Europe shouldn’t fear the economic fallout of deteriorating ties with Russian President Vladimir Putin, Norway’s Prime Minister Erna Solberg said.
“Russia isn’t such a large economy so it doesn’t have that big an impact on our European economy,” Solberg, 53, said yesterday in an interview at her office in Oslo. While sanctions and counter sanctions have hurt primarily the fishing industry, there’s still “good growth in Norway,” she said.
Europe has watched its economic growth slow as Russia’s handling of Ukraine poisons trade relations. Norway, which isn’t a European Union member, backs U.S. and EU economic sanctions that have pushed Russia’s $2 trillion economy to the brink of recession. Investors have responded by pulling capital, sending Russia’s benchmark Micex index down 6.7 percent this year.

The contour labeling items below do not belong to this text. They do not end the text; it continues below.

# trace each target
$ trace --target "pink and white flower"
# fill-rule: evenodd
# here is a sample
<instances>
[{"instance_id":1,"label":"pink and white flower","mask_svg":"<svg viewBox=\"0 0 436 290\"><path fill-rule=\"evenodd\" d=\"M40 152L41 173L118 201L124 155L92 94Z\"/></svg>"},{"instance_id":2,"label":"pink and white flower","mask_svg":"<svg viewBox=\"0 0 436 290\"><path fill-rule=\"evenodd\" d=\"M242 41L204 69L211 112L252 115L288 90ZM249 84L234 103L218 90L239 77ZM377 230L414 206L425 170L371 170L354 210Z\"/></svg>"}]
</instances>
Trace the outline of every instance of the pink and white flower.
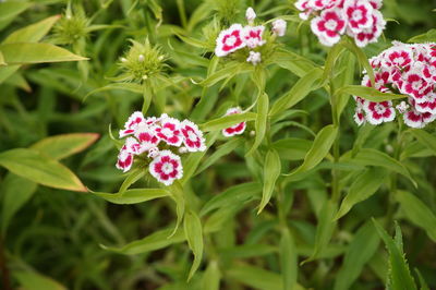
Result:
<instances>
[{"instance_id":1,"label":"pink and white flower","mask_svg":"<svg viewBox=\"0 0 436 290\"><path fill-rule=\"evenodd\" d=\"M323 45L332 46L340 40L346 29L346 21L341 10L324 10L319 16L312 20L311 28Z\"/></svg>"},{"instance_id":2,"label":"pink and white flower","mask_svg":"<svg viewBox=\"0 0 436 290\"><path fill-rule=\"evenodd\" d=\"M189 152L204 152L206 149L203 132L196 124L184 120L180 124L180 132L183 135L183 144Z\"/></svg>"},{"instance_id":3,"label":"pink and white flower","mask_svg":"<svg viewBox=\"0 0 436 290\"><path fill-rule=\"evenodd\" d=\"M424 128L427 123L436 119L436 114L429 112L419 112L414 109L403 114L404 123L411 128Z\"/></svg>"},{"instance_id":4,"label":"pink and white flower","mask_svg":"<svg viewBox=\"0 0 436 290\"><path fill-rule=\"evenodd\" d=\"M262 61L261 52L250 51L250 56L246 58L247 62L251 62L253 65L257 65Z\"/></svg>"},{"instance_id":5,"label":"pink and white flower","mask_svg":"<svg viewBox=\"0 0 436 290\"><path fill-rule=\"evenodd\" d=\"M156 136L168 145L179 147L183 142L180 133L180 121L174 118L165 117L160 120L160 126L156 126L155 131Z\"/></svg>"},{"instance_id":6,"label":"pink and white flower","mask_svg":"<svg viewBox=\"0 0 436 290\"><path fill-rule=\"evenodd\" d=\"M361 33L373 25L373 7L367 0L346 0L343 14L348 28L353 33Z\"/></svg>"},{"instance_id":7,"label":"pink and white flower","mask_svg":"<svg viewBox=\"0 0 436 290\"><path fill-rule=\"evenodd\" d=\"M366 112L366 120L373 125L391 122L396 117L391 101L367 101L364 105L364 110Z\"/></svg>"},{"instance_id":8,"label":"pink and white flower","mask_svg":"<svg viewBox=\"0 0 436 290\"><path fill-rule=\"evenodd\" d=\"M241 113L241 112L242 112L241 108L235 107L235 108L228 109L225 116L230 116L230 114ZM235 125L232 125L232 126L223 129L222 130L222 135L225 135L226 137L231 137L231 136L234 136L234 135L241 135L242 133L244 133L245 128L246 128L246 123L245 122L241 122L241 123L238 123Z\"/></svg>"},{"instance_id":9,"label":"pink and white flower","mask_svg":"<svg viewBox=\"0 0 436 290\"><path fill-rule=\"evenodd\" d=\"M275 20L272 22L272 33L279 37L286 34L287 22L284 20Z\"/></svg>"},{"instance_id":10,"label":"pink and white flower","mask_svg":"<svg viewBox=\"0 0 436 290\"><path fill-rule=\"evenodd\" d=\"M243 27L241 24L232 24L228 29L222 31L217 37L215 55L226 57L227 55L246 46L242 39Z\"/></svg>"},{"instance_id":11,"label":"pink and white flower","mask_svg":"<svg viewBox=\"0 0 436 290\"><path fill-rule=\"evenodd\" d=\"M136 128L145 121L144 114L140 111L133 112L124 124L124 130L120 130L120 138L135 133Z\"/></svg>"},{"instance_id":12,"label":"pink and white flower","mask_svg":"<svg viewBox=\"0 0 436 290\"><path fill-rule=\"evenodd\" d=\"M149 164L150 174L165 185L171 185L174 180L183 177L183 167L180 156L170 150L161 150Z\"/></svg>"},{"instance_id":13,"label":"pink and white flower","mask_svg":"<svg viewBox=\"0 0 436 290\"><path fill-rule=\"evenodd\" d=\"M126 147L123 146L118 155L118 160L116 167L123 172L128 172L133 165L133 154L126 150Z\"/></svg>"},{"instance_id":14,"label":"pink and white flower","mask_svg":"<svg viewBox=\"0 0 436 290\"><path fill-rule=\"evenodd\" d=\"M263 46L265 40L262 39L262 35L264 34L265 26L245 26L242 31L242 40L245 45L253 49L258 46Z\"/></svg>"}]
</instances>

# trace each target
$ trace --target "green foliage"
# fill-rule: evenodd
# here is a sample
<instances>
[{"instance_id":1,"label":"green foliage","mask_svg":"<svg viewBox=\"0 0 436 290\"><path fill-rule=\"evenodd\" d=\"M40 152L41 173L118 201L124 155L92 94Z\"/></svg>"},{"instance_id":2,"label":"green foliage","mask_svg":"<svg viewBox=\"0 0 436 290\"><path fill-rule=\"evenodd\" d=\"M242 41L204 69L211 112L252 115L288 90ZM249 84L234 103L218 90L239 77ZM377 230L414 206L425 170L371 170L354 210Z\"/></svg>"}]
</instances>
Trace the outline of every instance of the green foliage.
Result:
<instances>
[{"instance_id":1,"label":"green foliage","mask_svg":"<svg viewBox=\"0 0 436 290\"><path fill-rule=\"evenodd\" d=\"M385 0L361 49L319 45L294 2L1 1L0 288L435 289L435 126L358 129L349 101L407 97L361 72L393 39L435 41L434 3ZM249 7L261 63L215 56ZM116 169L133 111L204 132L179 182Z\"/></svg>"}]
</instances>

Russia has retaliated with its own trade bans, including stopping salmon imports from Norway, the world’s largest salmon exporter. Norwegian salmon farmers shipped about 9 percent of their produce to the Russian market in the first half. At the same time, energy companies such as Statoil ASA, which is 67 percent owned by the Norwegian state, are struggling to manage their business ties with Russia.
Norway won’t stop companies doing business with their Russian counterparts as long as they comply with sanctions, Solberg said. Statoil, the nation’s biggest energy company, has continued to partner with Russia’s Rosneft OAO in oil and gas projects in Russia even after sanctions.
“On some issues, it’s business as usual because it’s beneficial to both of our countries,” said Solberg, who won elections last year after promising voters tax cuts as part of a program to wean Norway of its oil reliance. “We don’t make moral measurements on this.”
Solberg said the first round of EU sanctions against Russia hit Norway harder than many other countries. Those restrictions included a ban on the transfer of technology for deepwater, Arctic and shale oil exploration and production. The second round of restrictions spreads the burden more evenly, she said.
“I wouldn’t say they were unfair, but it’s easier to compromise on things that don’t hurt you so much,” Solberg said. “If you say ‘deep sea drilling,’ who does that in Europe? It’s us.”
Norway, western Europe’s biggest oil and gas producer and home to an $860 billion sovereign wealth fund, has so far weathered Russian sanctions and Putin’s retaliation without much pain, Solberg said. Yet the country is grappling with a slowdown in its energy industry as oil prices fall and costs rise.
Norway’s wealth fund has stopped trading in Russia, it said Aug. 20. The fund held almost $8 billion in Russian stocks and bonds at the end of 2013, according to its annual report.
Russia is now considering resorting to capital controls to prevent an acceleration of outflows, according to two officials with direct knowledge of discussions at the Bank of Russia.
This will have little impact on the fund, which doesn’t need to sell, according to Solberg.
“They don’t have to sell assets at the bottom of the market, they can in fact buy at the bottom of the market if that’s necessary,” she said. “They can look at what can happen in 2020.”